İsrailliler caydırıcılık güçlerini güçlendirmeyi başaramadılar ve tüm
saldırılarının bedelini ödemeleri gerektiği sonucuna vardılar.’
Hizbullah Genel Sekreteri, Siyonistlerin
“Özgürlerin İntikamı” operasyonundaki son yenilgisine değinerek şunları
söyledi: ‘İsrailliler bu savaşta yenilmiş ve kaybetmişlerdir ve bu rejimin son
dönemdeki tehditleri de bu meseleden kaynaklanmaktadır. İsrailliler,
Hizbullah'ın manevrası sonrası yerleşimciler arasında yükselen panik nedeniyle
tehditlerini durdurdu. Düşman tehdit etmeyi bırakmalıdır.’
Siyonist rejim ordusu 9 Mayıs Salı
sabahı Gazze Şeridi'ne yönelik "Kalkan ve Ok” adlı yeni bir askeri
operasyon başlattığını ve İslami Cihad direniş hareketinin mevzilerine yönelik
bu saldırıların üç gün boyunca devam edeceğini açıkladı.
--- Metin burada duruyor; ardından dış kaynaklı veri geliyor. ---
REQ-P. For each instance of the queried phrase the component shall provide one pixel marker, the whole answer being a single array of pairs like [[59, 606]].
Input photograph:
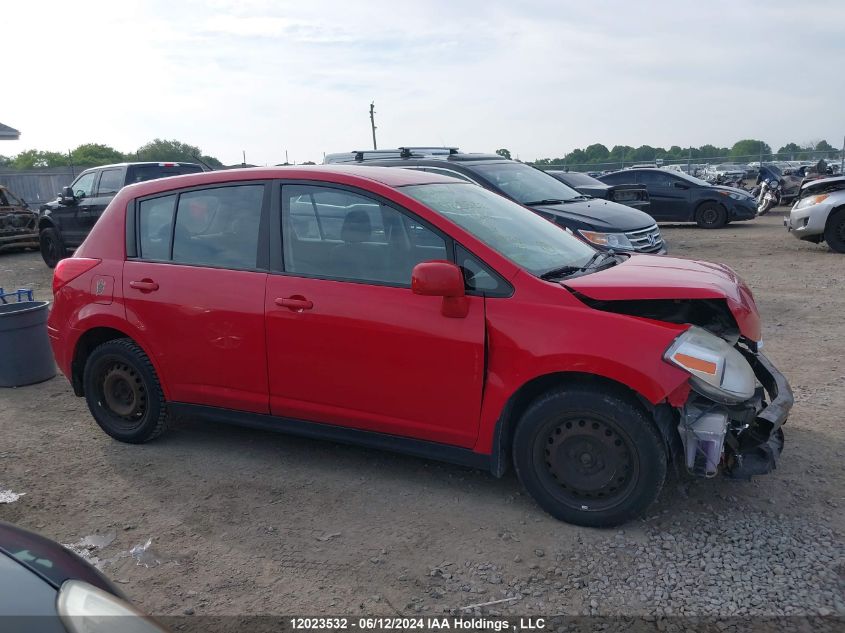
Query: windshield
[[579, 179], [523, 183], [513, 231], [692, 179]]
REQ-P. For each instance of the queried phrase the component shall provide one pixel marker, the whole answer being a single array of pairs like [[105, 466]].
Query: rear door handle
[[144, 285], [297, 303]]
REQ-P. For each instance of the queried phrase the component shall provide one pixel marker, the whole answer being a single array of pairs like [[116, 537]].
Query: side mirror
[[442, 279], [66, 196]]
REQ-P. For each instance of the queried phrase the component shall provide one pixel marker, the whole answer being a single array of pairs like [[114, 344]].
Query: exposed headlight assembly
[[84, 608], [716, 369], [809, 202], [608, 240]]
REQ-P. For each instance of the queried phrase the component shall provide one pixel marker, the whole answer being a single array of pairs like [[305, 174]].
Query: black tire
[[123, 392], [711, 215], [834, 231], [52, 247], [621, 459]]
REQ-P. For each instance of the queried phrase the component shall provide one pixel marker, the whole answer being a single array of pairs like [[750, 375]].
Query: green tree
[[747, 148], [32, 158], [94, 154], [176, 151], [790, 149], [597, 153]]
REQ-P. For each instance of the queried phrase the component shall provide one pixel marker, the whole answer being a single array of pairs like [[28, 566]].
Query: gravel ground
[[214, 520]]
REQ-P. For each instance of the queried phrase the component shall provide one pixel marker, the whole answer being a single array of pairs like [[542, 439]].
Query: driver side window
[[84, 185]]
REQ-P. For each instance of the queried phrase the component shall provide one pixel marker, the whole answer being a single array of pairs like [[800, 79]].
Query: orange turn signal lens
[[697, 364]]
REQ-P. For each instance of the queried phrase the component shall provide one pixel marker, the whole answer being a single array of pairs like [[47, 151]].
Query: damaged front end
[[729, 418], [18, 223], [732, 422]]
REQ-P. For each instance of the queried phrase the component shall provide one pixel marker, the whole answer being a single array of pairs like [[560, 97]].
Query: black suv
[[604, 224], [65, 222]]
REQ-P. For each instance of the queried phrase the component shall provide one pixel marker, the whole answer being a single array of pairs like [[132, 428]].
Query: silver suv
[[818, 214]]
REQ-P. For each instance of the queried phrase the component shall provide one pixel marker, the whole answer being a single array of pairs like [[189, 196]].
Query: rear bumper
[[743, 211]]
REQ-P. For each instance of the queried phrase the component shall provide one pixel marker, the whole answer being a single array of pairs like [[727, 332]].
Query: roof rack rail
[[408, 150], [359, 153]]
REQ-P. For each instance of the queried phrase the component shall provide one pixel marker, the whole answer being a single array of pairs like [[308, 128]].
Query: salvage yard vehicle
[[818, 214], [678, 197], [48, 589], [18, 223], [66, 221], [634, 196], [411, 311], [603, 223]]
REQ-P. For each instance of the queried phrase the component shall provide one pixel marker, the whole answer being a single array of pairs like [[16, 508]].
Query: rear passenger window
[[219, 227], [111, 180], [155, 223], [338, 234], [478, 277]]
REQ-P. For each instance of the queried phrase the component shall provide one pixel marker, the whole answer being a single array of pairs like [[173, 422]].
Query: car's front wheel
[[711, 216], [834, 233], [589, 457], [123, 392], [52, 248]]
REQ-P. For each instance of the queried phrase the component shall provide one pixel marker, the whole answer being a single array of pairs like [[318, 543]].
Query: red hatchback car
[[410, 311]]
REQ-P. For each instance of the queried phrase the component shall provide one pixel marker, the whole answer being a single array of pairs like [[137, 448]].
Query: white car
[[818, 214]]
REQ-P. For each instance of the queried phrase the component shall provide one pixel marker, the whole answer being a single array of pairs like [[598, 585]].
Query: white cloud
[[537, 77]]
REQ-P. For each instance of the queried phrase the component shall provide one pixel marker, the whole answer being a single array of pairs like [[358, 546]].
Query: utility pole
[[373, 122]]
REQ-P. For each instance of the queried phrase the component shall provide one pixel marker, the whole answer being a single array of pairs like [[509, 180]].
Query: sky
[[539, 77]]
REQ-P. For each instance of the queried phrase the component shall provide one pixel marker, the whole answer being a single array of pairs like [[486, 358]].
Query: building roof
[[8, 133]]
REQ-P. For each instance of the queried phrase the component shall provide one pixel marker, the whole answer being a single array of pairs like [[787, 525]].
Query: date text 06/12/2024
[[419, 623]]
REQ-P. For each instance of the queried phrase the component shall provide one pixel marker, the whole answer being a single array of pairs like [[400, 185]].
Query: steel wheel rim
[[587, 462], [709, 216], [122, 393]]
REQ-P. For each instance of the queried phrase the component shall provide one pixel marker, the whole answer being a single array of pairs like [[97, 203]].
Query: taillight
[[69, 269]]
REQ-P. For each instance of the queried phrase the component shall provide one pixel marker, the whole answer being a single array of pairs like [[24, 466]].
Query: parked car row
[[65, 222], [678, 197], [18, 223]]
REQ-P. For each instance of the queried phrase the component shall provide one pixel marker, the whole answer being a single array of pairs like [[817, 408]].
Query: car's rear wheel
[[123, 392], [589, 457], [834, 232], [52, 248], [711, 216]]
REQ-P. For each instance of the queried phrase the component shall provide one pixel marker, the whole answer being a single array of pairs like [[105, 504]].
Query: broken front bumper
[[738, 440]]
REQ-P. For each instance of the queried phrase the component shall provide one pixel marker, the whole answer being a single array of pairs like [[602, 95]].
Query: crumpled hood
[[742, 192], [603, 215], [652, 277]]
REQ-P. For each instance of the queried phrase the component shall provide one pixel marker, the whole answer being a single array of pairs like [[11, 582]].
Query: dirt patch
[[248, 522]]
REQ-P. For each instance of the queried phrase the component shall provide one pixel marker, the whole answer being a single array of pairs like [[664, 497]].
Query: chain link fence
[[693, 165]]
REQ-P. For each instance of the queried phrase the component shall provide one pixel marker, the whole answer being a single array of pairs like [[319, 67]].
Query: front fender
[[524, 350]]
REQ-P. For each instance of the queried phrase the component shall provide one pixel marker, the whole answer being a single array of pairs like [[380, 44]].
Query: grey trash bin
[[25, 354]]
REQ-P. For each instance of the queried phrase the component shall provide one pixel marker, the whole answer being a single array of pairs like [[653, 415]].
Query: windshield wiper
[[537, 203], [562, 271], [592, 263]]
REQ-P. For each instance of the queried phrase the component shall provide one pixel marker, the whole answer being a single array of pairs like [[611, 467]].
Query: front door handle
[[297, 303], [144, 285]]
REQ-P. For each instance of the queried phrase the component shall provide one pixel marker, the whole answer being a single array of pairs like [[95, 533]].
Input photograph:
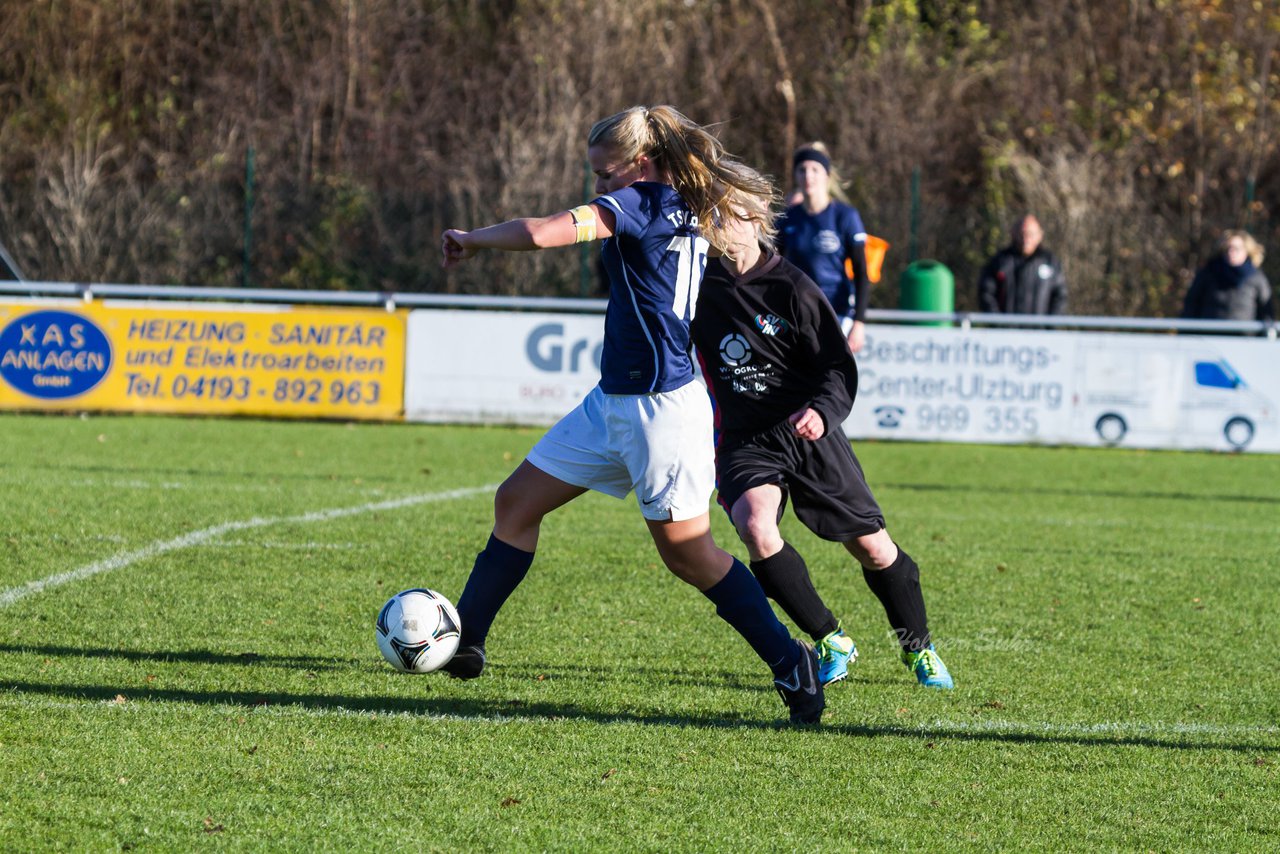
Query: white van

İşgalci rejimin saldırıları
üzerine, Siyonist rejimin Gazze Şeridi'ni işgalinin ikinci gününde, Filistin
direniş grupları da “Özgürlerin İntikamı” operasyonunun başladığını duyurdu. Son
istatistiklere göre İsrail'in Gazze Şeridi'ndeki son saldırısında 33 kişi şehit
oldu, 190 kişi yaralandı.
Hizbullah Genel Sekreteri Seyyid
Hasan Nasrallah konuşmasının sonunda şunları söyledi: ‘Ordu, millet ve direniş
denklemi Lübnan için gerçek destek şemsiyesidir. Bölgesel denklemler de bu
konuda iyimser olma sebebidir. İsrail devrilecektir ve bu devrilme mutlaka
gerçekleşecektir. Suriyeli mülteciler konusunda şunu söylemek gerekir ki, bu
konuda üst düzey bir heyetin Suriye'ye gitmesi ve bu alanda ciddi müzakereler
yürütmesi gerekiyor.’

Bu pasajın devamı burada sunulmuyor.